I’ll admit it: Bosses were cool back in the day when you and five of your homies were fighting Mag-Fuckin-Neato on Konami’s 6-player arcade X-Men cabinet. But know when bosses aren’t cool? When you’re tired from working 8+ hours a day at your day job and you have to pick the kids up afterwards from school and take them to soccer practice and then you have to make dinner and then you finally have time to sit down and play some games at the end of the night and, oh? What? You’re stuck at a boss! And you feel no sense of progress because you can’t beat the damn level!

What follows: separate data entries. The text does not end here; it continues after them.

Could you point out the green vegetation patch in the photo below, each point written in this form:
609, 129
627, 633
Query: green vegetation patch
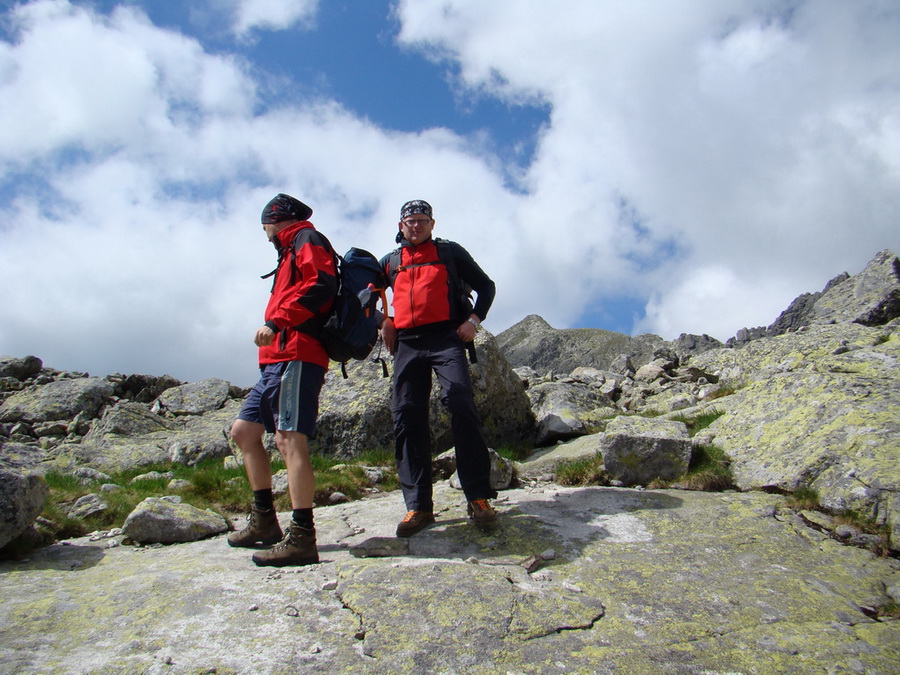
210, 485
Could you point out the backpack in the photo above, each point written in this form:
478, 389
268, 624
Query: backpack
350, 329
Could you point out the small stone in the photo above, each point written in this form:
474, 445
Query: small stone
531, 563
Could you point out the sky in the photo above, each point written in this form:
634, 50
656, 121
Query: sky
650, 166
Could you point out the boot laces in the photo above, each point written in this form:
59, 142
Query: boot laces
481, 505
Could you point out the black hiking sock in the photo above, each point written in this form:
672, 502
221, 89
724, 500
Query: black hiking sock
303, 518
263, 499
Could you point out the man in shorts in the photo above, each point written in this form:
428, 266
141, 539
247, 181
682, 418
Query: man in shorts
285, 401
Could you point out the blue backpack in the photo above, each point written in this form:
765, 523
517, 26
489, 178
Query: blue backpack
350, 330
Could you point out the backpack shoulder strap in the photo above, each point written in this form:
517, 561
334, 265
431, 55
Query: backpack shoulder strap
393, 266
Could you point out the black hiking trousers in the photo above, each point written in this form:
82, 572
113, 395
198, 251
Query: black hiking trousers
417, 356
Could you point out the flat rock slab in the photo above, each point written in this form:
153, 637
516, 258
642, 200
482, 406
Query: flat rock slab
639, 581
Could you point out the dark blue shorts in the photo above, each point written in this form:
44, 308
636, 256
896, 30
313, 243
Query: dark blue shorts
286, 398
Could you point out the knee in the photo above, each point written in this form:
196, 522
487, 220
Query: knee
246, 434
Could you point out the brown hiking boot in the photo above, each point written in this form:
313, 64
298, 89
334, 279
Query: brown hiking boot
415, 521
262, 530
482, 514
297, 548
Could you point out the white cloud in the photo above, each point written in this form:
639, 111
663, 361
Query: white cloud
714, 158
271, 14
759, 137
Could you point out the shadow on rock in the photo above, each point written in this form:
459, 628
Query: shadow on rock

Know who’s that old and has similar kinds of responsibilities? Everyone that grew up playing arcade games! Figure it out!
Kill The Noise
Now if you look at these examples, what do they all have in common? What is the single thread these gameplay conventions all lead to?….DEATH. They are designed to facilitate your virtual DEATH in the game. Which made complete sense back in the arcade: You wanted the game player to keep pumping in those quarters. That’s how everyone from the developer of the game, to the hardware manufacturer on down to the arcade operator made their money. But you see, in modern times? Like right now? Not olden times like the arcade? We game players have already paid our money. A lot, arguably, in fact. Roughly $60 worth. That’s 240 plays at $.25 a pop. Maybe that’s a deal. Who knows.
Sort that one out in the blog’s comments. But my point is why are you trying to kill me?? It’s like punishment. I’ve already paid you, now you want to punish me and kill me every chance you get? 3 lives, energy bar, limited continues…
I’m all for making a game challenging, but I posit if we can shake off these old, outdated gameplay conventions, video games can progress forward and evolve.
So there you have it. I am and always will be a fan of the arcade game. And in fact some genres know they’re forever destined to be “arcade games” such as the Shmup genre. And that’s fine. But everyone else, pay heed: That shit’s dead.